Xinjian Li is a Ph.D. pupil within the School of Computer Science’s Language Technologies Institute (LTI).
“A lot of people in this world speak diverse languages, but language technology tools aren’t being developed for all of them,” he stated. “Developing technology and a good language model for all people is one of the goals of this research.”
Li belongs to a workforce of consultants seeking to simplify the info necessities languages have to develop a speech recognition mannequin.
The workforce additionally contains LTI school members Shinji Watanabe, Florian Metze, David Mortensen and Alan Black.
The analysis titled “ASR2K: Speech Recognition for Around 2,000 Languages Without Audio” was introduced at Interspeech 2022 in South Korea.
A majority of the present speech recognition fashions require textual content and audio knowledge units. While textual content knowledge exists for hundreds of languages, the identical is just not true for audio. The workforce desires to remove the necessity for audio knowledge by specializing in linguistic components which might be widespread throughout many languages.

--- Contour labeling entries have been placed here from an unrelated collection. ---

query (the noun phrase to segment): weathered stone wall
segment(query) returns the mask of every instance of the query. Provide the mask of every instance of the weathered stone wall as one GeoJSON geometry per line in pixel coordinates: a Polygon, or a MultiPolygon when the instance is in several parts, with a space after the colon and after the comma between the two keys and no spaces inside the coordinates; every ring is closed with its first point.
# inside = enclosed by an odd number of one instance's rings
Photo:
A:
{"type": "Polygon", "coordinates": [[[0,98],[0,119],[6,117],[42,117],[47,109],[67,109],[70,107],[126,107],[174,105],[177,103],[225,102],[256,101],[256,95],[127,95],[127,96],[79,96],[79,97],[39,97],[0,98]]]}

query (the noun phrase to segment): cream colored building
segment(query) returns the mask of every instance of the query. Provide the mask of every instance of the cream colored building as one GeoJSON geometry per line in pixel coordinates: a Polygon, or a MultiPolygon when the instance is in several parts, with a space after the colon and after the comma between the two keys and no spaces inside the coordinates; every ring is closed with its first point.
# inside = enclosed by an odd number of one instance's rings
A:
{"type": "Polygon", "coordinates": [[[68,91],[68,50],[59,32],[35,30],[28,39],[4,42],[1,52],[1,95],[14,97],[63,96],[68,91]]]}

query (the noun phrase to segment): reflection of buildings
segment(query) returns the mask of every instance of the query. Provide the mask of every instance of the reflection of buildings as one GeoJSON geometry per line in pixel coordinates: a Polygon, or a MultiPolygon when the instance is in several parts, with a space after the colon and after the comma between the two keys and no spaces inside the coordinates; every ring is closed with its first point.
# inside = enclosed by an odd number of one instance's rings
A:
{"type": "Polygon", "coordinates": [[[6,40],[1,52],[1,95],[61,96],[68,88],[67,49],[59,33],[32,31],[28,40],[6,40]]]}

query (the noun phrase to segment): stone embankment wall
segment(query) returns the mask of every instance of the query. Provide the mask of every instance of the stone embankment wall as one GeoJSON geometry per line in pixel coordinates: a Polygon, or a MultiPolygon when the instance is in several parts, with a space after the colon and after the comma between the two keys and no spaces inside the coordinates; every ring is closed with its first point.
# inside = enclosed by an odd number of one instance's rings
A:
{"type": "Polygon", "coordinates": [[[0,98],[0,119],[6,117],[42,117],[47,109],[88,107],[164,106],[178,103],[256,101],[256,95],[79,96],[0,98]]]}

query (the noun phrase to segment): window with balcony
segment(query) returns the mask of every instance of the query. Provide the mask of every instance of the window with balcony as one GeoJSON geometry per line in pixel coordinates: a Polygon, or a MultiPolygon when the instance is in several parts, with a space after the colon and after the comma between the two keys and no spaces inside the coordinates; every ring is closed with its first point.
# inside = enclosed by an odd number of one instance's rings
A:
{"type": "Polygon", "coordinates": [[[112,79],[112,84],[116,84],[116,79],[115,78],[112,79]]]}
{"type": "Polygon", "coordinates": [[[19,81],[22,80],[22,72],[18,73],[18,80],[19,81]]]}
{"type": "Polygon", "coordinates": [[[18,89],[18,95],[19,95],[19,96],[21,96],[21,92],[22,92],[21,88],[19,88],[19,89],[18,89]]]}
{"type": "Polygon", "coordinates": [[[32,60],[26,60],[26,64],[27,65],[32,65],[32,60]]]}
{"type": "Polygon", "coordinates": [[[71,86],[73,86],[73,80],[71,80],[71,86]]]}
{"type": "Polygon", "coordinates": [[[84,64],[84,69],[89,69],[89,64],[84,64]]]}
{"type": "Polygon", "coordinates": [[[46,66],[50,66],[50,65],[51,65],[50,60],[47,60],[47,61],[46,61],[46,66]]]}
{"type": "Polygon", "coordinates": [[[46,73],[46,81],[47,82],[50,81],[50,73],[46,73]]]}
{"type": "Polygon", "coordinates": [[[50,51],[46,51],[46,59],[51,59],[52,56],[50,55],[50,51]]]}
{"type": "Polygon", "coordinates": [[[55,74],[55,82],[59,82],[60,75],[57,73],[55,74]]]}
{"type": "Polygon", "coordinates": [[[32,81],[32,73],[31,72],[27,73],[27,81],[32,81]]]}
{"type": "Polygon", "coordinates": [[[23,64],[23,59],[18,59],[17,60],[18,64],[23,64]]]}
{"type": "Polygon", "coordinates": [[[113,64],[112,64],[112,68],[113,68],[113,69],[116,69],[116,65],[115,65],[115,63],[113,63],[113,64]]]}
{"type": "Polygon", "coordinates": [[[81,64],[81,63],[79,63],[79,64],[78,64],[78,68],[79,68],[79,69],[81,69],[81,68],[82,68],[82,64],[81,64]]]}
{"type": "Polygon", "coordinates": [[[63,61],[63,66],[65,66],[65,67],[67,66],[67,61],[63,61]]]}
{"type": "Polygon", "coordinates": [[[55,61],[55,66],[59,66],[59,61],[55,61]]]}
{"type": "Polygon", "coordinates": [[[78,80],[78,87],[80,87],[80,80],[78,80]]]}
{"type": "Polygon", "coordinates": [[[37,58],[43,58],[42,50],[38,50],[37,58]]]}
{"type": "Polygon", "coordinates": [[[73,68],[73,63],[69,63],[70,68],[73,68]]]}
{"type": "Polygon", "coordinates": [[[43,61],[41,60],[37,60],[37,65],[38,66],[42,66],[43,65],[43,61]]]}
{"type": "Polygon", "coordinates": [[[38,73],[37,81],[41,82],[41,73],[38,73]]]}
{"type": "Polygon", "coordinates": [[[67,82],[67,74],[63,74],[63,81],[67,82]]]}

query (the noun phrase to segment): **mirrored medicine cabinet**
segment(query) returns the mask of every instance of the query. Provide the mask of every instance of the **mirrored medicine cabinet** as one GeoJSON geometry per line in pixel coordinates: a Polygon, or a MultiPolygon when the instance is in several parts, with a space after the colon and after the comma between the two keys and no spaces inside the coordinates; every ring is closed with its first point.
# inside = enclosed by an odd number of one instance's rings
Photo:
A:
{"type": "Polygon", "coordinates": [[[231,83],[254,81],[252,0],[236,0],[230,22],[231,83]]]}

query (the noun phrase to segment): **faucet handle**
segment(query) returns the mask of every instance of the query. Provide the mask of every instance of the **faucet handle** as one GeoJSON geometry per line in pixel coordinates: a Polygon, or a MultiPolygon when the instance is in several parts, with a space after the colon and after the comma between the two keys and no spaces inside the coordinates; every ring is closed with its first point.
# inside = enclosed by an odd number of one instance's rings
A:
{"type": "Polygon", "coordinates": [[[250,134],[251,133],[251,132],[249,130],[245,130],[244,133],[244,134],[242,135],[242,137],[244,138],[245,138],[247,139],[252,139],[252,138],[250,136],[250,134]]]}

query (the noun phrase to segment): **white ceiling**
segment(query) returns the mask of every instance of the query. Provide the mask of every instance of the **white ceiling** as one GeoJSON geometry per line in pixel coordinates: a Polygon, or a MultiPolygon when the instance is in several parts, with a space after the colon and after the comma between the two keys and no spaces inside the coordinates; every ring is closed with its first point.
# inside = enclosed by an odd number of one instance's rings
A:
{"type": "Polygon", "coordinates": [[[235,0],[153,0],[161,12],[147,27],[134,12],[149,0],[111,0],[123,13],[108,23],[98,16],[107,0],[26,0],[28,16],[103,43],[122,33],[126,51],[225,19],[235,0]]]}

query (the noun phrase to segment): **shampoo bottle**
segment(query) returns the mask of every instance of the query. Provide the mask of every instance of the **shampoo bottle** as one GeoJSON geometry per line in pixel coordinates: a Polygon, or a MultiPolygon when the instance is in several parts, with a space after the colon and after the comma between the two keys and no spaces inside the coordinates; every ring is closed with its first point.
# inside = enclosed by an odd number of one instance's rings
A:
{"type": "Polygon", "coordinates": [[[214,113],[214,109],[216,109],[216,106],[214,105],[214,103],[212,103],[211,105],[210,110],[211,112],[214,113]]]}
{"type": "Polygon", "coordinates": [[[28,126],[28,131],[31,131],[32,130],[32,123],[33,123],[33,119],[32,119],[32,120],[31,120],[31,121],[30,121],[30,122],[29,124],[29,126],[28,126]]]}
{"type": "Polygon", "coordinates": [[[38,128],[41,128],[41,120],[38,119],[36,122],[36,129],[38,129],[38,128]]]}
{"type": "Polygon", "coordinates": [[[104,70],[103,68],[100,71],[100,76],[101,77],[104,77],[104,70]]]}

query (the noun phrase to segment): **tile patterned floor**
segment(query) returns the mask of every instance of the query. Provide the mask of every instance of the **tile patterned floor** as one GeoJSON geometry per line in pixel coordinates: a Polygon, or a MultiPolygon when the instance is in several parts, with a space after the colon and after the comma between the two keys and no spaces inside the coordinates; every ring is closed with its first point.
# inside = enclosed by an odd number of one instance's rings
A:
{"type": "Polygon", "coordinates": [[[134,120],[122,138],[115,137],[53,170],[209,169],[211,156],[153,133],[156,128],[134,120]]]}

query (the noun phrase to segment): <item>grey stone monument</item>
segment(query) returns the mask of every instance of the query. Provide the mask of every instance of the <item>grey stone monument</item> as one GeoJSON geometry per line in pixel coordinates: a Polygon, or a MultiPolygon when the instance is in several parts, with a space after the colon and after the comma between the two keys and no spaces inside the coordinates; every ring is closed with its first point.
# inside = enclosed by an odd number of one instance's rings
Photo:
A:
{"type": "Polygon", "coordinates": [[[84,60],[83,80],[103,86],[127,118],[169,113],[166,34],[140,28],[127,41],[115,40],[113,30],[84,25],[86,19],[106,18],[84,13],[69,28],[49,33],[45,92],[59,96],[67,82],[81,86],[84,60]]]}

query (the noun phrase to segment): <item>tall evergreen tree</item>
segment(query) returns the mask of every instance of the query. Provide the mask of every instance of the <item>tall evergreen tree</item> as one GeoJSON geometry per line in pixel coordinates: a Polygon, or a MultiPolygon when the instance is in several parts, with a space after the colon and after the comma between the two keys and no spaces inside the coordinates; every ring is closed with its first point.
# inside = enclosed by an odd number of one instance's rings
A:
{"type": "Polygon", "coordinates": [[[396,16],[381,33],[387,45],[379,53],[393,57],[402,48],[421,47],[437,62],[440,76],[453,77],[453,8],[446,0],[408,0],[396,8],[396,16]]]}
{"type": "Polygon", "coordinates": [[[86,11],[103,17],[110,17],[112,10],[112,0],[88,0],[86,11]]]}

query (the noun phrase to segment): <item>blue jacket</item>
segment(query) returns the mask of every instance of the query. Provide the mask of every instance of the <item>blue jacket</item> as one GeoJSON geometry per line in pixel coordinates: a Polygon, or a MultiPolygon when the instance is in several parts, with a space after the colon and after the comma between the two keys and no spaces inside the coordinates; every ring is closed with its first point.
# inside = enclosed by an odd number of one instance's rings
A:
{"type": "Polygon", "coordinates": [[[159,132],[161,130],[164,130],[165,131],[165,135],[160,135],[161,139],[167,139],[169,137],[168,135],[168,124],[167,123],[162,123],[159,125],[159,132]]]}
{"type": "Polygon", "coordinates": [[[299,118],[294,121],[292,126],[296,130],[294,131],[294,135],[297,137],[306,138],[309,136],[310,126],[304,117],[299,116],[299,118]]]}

Speech recognition applied sciences usually concentrate on a language’s phoneme, that are distinct sounds that distinguish it from different languages. These are distinctive to every language. At the identical time, languages have telephones that describe how a phrase sounds bodily, and a number of telephones can correspond to a single phoneme. While separate languages can have totally different phonemes, the underlying telephones may very well be the identical.
The workforce is engaged on a speech recognition mannequin that depends much less on phonemes and extra on details about how telephones are shared between languages. This helps cut back the trouble wanted to construct separate fashions for every particular person language. By pairing the mannequin with a phylogenetic tree, which is a diagram that maps the relationships between languages, it helps with pronunciation guidelines. The workforce’s mannequin and the tree construction have enabled them to approximate the speech mannequin for hundreds of languages even with out audio knowledge.
“We are trying to remove this audio data requirement, which helps us move from 100 to 200 languages to 2,000,” Li stated. “This is the first research to target such a large number of languages, and we’re the first team aiming to expand language tools to this scope.”
The analysis, whereas nonetheless in an early stage, has improved present language approximation instruments by 5%.
“Each language is a very important factor in its culture. Each language has its own story, and if you don’t try to preserve languages, those stories might be lost,” Li stated. “Developing this kind of speech recognition system and this tool is a step to try to preserve those languages.”